Lorraine has a reputation as a dynamic leader with a strong track record of spearheading radical change. At BBC 1 she led a comprehensive shake up of the channel’s schedule and branding that turned it into the most watched channel in the UK, overtaking its commercial competitor ITV for the first time. She moved the main evening news from 9pm to its current 10pm slot, revamped Saturday nights introducing shows like Strictly Come Dancing and Dr Who and launched a raft of new dramas including Spooks and Waking the Dead. At that time, GQ named her as the third most influential woman in the UK!

At talkbackThames, Lorraine used her creativity and talent management skills to drive commercial success. She took over the leadership of the company at a critical period, just as its founder and several key executives were leaving. She brought in a new team, revitalised the programming portfolio and increased profits by over 50 percent in her first two years.

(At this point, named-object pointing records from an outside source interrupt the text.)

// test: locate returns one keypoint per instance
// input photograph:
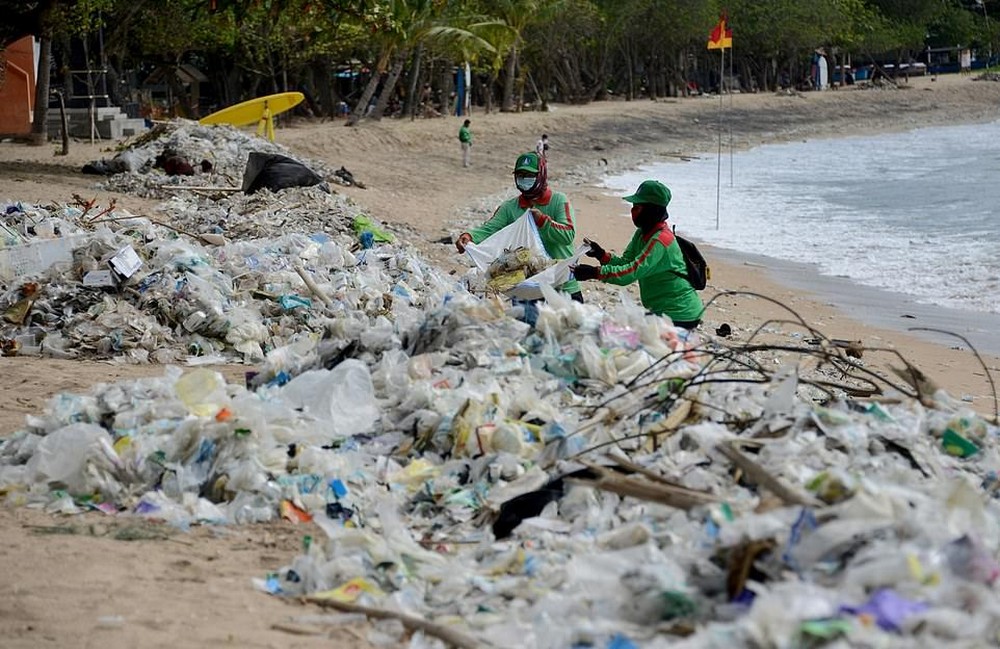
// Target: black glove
(596, 251)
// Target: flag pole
(718, 175)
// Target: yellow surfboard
(259, 111)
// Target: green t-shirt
(654, 260)
(557, 231)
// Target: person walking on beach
(653, 258)
(550, 209)
(465, 138)
(542, 146)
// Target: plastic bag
(523, 233)
(343, 396)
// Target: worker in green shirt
(465, 138)
(551, 211)
(653, 258)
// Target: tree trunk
(508, 82)
(366, 96)
(410, 108)
(323, 73)
(389, 87)
(39, 126)
(64, 122)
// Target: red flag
(721, 36)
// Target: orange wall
(17, 94)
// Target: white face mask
(525, 183)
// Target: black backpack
(698, 272)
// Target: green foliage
(568, 50)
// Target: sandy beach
(75, 582)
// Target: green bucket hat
(650, 191)
(527, 162)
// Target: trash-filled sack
(514, 261)
(276, 172)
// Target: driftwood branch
(662, 491)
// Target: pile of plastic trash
(582, 483)
(203, 281)
(599, 479)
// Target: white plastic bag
(522, 233)
(343, 396)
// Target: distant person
(653, 258)
(552, 213)
(542, 146)
(465, 138)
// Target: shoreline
(417, 186)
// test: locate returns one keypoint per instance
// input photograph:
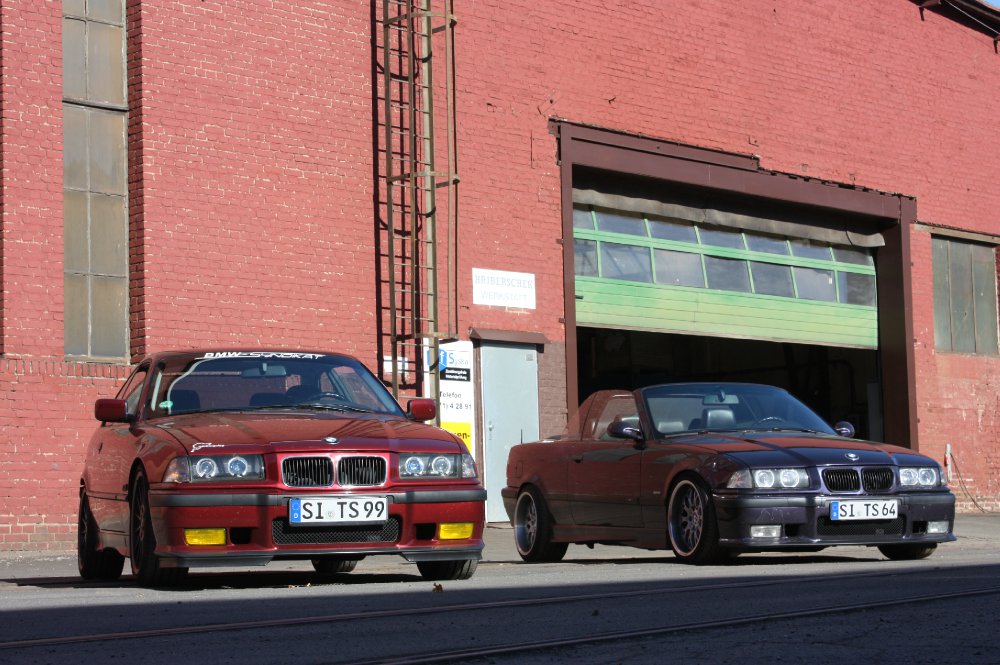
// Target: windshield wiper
(784, 429)
(330, 407)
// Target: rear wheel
(142, 541)
(447, 570)
(691, 525)
(533, 529)
(93, 563)
(334, 565)
(907, 552)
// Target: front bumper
(805, 522)
(258, 531)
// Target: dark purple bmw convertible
(711, 470)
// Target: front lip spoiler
(187, 500)
(238, 559)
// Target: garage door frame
(732, 173)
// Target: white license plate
(338, 510)
(864, 510)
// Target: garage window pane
(727, 274)
(108, 235)
(808, 249)
(106, 63)
(856, 289)
(678, 268)
(771, 279)
(861, 257)
(74, 59)
(107, 152)
(110, 308)
(679, 231)
(721, 238)
(626, 262)
(75, 232)
(814, 284)
(583, 219)
(585, 258)
(769, 244)
(76, 325)
(620, 222)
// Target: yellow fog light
(205, 536)
(455, 531)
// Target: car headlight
(769, 479)
(918, 476)
(437, 466)
(201, 468)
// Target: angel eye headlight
(226, 467)
(441, 466)
(763, 478)
(205, 468)
(413, 466)
(237, 467)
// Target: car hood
(759, 449)
(305, 432)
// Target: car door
(604, 471)
(110, 461)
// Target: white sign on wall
(503, 289)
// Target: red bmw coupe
(236, 458)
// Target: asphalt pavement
(974, 531)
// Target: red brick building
(610, 185)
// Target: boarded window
(95, 168)
(965, 296)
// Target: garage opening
(838, 383)
(684, 263)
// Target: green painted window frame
(745, 255)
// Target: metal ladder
(413, 258)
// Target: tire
(692, 526)
(447, 570)
(142, 541)
(94, 563)
(907, 552)
(533, 529)
(334, 566)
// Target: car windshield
(697, 407)
(256, 380)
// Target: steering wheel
(324, 395)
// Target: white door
(510, 412)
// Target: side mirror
(622, 430)
(421, 409)
(112, 411)
(845, 429)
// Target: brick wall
(46, 418)
(252, 196)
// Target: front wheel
(447, 570)
(94, 564)
(691, 525)
(533, 529)
(907, 552)
(142, 541)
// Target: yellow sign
(462, 431)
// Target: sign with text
(500, 288)
(457, 391)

She was responsible for around 800 hours of television a year, including the UK’s two most popular shows X Factor and Britain’s Got Talent and other hits such as The Apprentice, Grand Designs and QI. Under Lorraine’s leadership, the company trebled its entertainment output, set up a digital division, launched dozens of new titles and won numerous Bafta and Royal Television Society awards. It was named Best Independent Production Company at the Broadcast Awards in 2009 and was chosen by freelancers as the place they would most like to work.

Lorraine was Woman of the Year at the Women in Film and Television Awards 2005. She has also won the Media Award at the Confederation of British Industry (CBI) First Woman Awards and the Bertelsmann Entrepreneur Award.